Was meinen Sie genau?
Der Mensch ist nicht mehr in der Lage, sich den Herausforderungen der modernen Welt zu stellen. Alles, was er anfasst, vermasselt er: die Politik, die Wirtschaft, die Ökologie, die menschlichen Beziehungen. Alles vergeigt er. Deshalb ist er heute im Zustand der Depression. Ich habe darüber in einer Philosophiezeitschrift einen Aufsatz geschrieben und analysiert, dass wir uns nicht nur in einer Wirtschaftskrise befinden. Es ist eine Vertrauens- und Selbstbewusstseinskrise des Menschen. Mein Film spricht auf sehr leichte, lockere Art auch von dieser Krise.
Die weibliche Hauptrolle haben Sie mit Mélanie Laurent besetzt, die auch in »Inglourious Basterds« gespielt hat.
Den Tarantino-Film hat sie erst nach »Das Konzert« gedreht und nur, weil Harvey Weinstein – der Produzent der »Basterds« , der auch meinen Film gekauft hat – sie von dort kannte. Ich hatte ein Foto von Mélanie aus dem Film »Keine Sorge mir geht’s gut« gesehen. Ich dachte: So müsste die Geigerin aussehen. Blond, blaue Augen, Französin und in diesem Alter. Aber erst bot ich die Rolle einer sehr prominenten Schauspielerin an, die jedoch wegen der vielen Szenen, in denen sie hätte Geige spielen müssen, ablehnte. Dann fiel mir Mélanie wieder ein, die damals nicht sehr bekannt war. Tarantino war dann schneller fertig, hatte diesen Riesenerfolg in Cannes, und Mélanie wurde zum Star. Wir haben davon profitiert.

In Frankreich war »Das Konzert« mit über zwei Millionen Zuschauern ein Kassenschlager. Auch in Israel war er zu sehen.
Dort hatte ich zum ersten Mal mit einem meiner Filme Erfolg, obwohl es vielleicht der am wenigsten jüdische ist. Aber es gab gute Voraussetzungen, weil über eine Million aus der Ex-UdSSR stammende Juden dort leben. Auch die französische und rumänische Community war auf den Film neugierig.

Jetzt läuft »Das Konzert« in Deutschland an.
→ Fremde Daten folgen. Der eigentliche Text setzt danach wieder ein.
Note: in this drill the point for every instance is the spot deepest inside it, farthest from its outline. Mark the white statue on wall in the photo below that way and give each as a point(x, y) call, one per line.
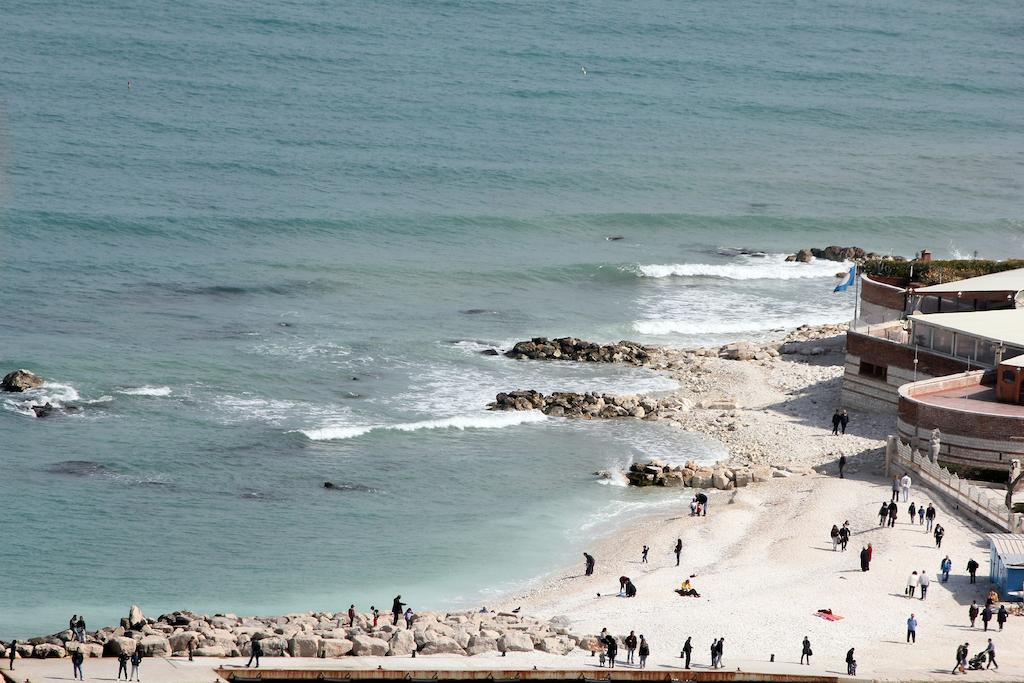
point(934, 445)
Zwischen dem hiesigen Publikum und Ihren Filmen gibt es seit »Zug des Lebens« eine Art Liebesgeschichte.
Ja, ich war 2000 mit meinem Vater zusammen in vielen Städten. Zu 90 Prozent hat er die PR-Arbeit gemacht. Dabei geschah etwas Geheimnisvolles und Unglaubliches. Es entwickelte sich eine große Zuneigung zwischen einem Juden, den man deportiert hatte, und einem deutschen Publikum. Das war zauberhaft. Jedes Mal, wenn ich nach Deutschland komme, spricht man mich immer noch auf »Zug des Lebens« an.